= Tom Greaves =

English footballer (born 1986)

Thomas Greaves (born 15 November 1986) is an English football manager and former footballer who manages Thackley.

==Early life==

Greaves started playing rugby as a child before playing football as a teenager and trialing with English side Bradford City at the age of seventeen. He is nicknamed "Greavesy".

==Club career==

Greaves has been described as "one of the most prolific strikers in non-league football" and has scored over 300 goals. He has also been regarded as one of the most recognizable North-West non-league players. He has also been regarded as one of English side Bradford (Park Avenue)'s the most popular and best strikers. He has been the all-time top scorer of English side F.C. United of Manchester.

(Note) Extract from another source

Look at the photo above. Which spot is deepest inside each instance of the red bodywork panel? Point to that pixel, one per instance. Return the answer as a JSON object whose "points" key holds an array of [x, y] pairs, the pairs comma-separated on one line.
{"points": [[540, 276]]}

He started his career with English side Bradford (Park Avenue). In 2013, Greaves signed for English side F.C. United of Manchester. He quickly became regarded as a fan favorite. He spent six seasons with the club.
In 2018, he signed for English side Ossett United. In 2020, he signed for English side Bury. In 2022, he signed for English side Thackley, where he was regarded as one of the club's most important strikers.

==International career==

Greaves has played for the Yorkshire football team.

==Managerial career==

Greaves started his managerial career with English side F.C. United of Manchester. He was regarded as a promising manager and helped the club escape the relegation zone during his first season. While managing and playing for the club, he also worked for a Yorkshire youth sports coaching company.

In 2022, Greaves was appointed interim player-manager of English side Thackley. He became permanent manager after being regarded to have made an immediate positive impact during his first season as manager and finished as the club's top scorer with 26 goals during the 2022/23 season.

==Personal life==

Greaves is a supporter of English side Leeds. He has been in a relationship with Sarah Melvin.